Touche-à-tout créatif, on a connu Gaétan Marron designer d’intérieur, commerçant-cafetier et artiste ambulant. Depuis un an, il a décidé que l’art ne serait plus un hobby mais toute sa vie et choisi de renverser la vapeur.
Plutôt que de scénariser les créations des autres, pourquoi ne pas transformer les choses en support de ses œuvres ? Avec la frénésie créative de ceux qui ont trop longtemps rongé leur frein, Gaëtan Marron a recouvert toiles, bâches et murs de ses visages filaires dont on est bien incapable encore de dénouer les mystères. Dans ses mains les Posca semblent possédés d’une énergie spontanée qui les fait divaguer noir sur blanc sur toutes sortes d’objets comme des céramiques et des pièces textiles (ndlr, une jolie collab récente avec Gertrude et Gaston). Alors que nous allons tous prochainement sortir de confinement, lui a décidé de faire du rab et de se confiner devant vos yeux dans une cellule de 2x2m en plexigas qui sera son refuge durant 10 jours dans l’une des cellules des Docks Village à Marseille. Cette performance qui aura lieu durant 20 jours d’exposition (du 5 au 25 décembre) baptisée « Non essentiel » questionne notre obéissance aux règles mais aussi la privation volontaire de liberté.

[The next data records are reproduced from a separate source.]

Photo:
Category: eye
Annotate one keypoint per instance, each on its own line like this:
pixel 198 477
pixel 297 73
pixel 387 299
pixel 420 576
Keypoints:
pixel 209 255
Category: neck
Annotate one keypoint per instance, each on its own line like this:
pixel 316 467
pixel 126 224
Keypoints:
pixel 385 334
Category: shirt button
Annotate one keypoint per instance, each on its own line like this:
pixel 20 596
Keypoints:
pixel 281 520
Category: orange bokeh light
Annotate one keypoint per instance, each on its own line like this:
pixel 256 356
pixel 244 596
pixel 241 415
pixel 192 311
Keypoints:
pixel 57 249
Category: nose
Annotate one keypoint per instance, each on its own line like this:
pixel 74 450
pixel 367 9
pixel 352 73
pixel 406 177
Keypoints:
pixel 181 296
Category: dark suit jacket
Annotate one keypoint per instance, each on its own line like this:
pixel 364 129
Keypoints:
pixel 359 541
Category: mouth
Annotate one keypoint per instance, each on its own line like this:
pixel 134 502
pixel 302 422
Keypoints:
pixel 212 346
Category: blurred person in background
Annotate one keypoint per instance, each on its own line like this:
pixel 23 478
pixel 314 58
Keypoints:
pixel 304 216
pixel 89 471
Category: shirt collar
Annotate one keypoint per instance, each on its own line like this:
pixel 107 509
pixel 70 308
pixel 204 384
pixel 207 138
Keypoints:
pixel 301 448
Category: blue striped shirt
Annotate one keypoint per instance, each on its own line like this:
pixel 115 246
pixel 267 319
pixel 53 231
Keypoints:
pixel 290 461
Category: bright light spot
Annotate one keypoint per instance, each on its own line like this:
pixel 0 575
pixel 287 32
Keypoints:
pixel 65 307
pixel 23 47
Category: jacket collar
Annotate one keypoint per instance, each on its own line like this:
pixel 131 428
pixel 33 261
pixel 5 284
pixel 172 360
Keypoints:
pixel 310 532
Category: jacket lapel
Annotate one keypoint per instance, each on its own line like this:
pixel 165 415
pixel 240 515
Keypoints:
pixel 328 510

Avant qu’il ne se mette en boite, nous avons souhaité en savoir plus sur ses motivations.
Quand as-tu décidé de tout plaquer pour l’art ?
En décembre 2019, une rencontre m’a fait comprendre que taire ma sensibilité devenait impossible. J’avais besoin de m’exprimer pleinement et librement peu importe le prix. Je dessinais et réalisais des performances depuis un an, mais là, c’est devenu essentiel et vital. J’ai tout lâché pour m’y consacrer pleinement.

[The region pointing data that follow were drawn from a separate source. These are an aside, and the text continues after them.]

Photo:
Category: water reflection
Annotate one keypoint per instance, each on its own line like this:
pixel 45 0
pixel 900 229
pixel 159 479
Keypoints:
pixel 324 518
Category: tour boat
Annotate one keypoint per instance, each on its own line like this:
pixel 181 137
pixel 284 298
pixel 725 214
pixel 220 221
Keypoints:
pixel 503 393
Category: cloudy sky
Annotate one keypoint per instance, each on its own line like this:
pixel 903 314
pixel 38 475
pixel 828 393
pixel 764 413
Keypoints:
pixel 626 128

Tu as déjà fait des live painting ou la notion de direct et de durée intervient déjà. Ce projet, c’est l’étape suivante dans ton processus de création artistique?
Oui, c’est une continuité. Par mon travail j’interroge les émotions. Les miennes mais aussi celles des autres, la manière dont nous les présentons ou les masquons. Le rapport aux autres mais aussi à l’espace et au temps a toujours fait partie de mon travail. Et ce projet mêle encore une fois toutes ces notions.
De nombreux artistes performeurs se sont enfermés dans des boites, objets et vitrines (ndlr : y compris récemment le marseillais Abraham Poincheval dans une pierre au palais de Tokyo). Qu’entends-tu apporter de nouveau ?
Le travail d’Abraham Pointcheval que j’ai découvert il y a peu me touche évidemment. C’est un vrai performer. Ce que j’interroge ici ce n’est pas tant le fait de vivre dans un espace réduit, mais bien le rapport aux autres. La vie avec une interface qui nous sépare des autres. La vie derrière un écran comme nous l’avons connu pendant ces mois de confinement mais aussi la place de la création. Dans mon œuvre, la télévision occupe une place importante, physiquement et visuellement, alors que mon espace de travail est réduit. Il évoque cette idée que la culture va sauver les personnes de l’ennui, grâce aux films et à la lecture. Mais pourtant, l’état considère ce secteur comme non essentiel, ne laissant pas de place aux artistes pour travailler. Mon œuvre est aussi très confortable volontairement. Elle est léchée, cocoon. On a envie de s’y confiner et pourtant elle est inhabitable. Je questionne ici l’idée d’espace vital, notre besoin humain d’espace, d’extérieur et de lien social.
Comment as-tu vécu à titre personnel le confinement ?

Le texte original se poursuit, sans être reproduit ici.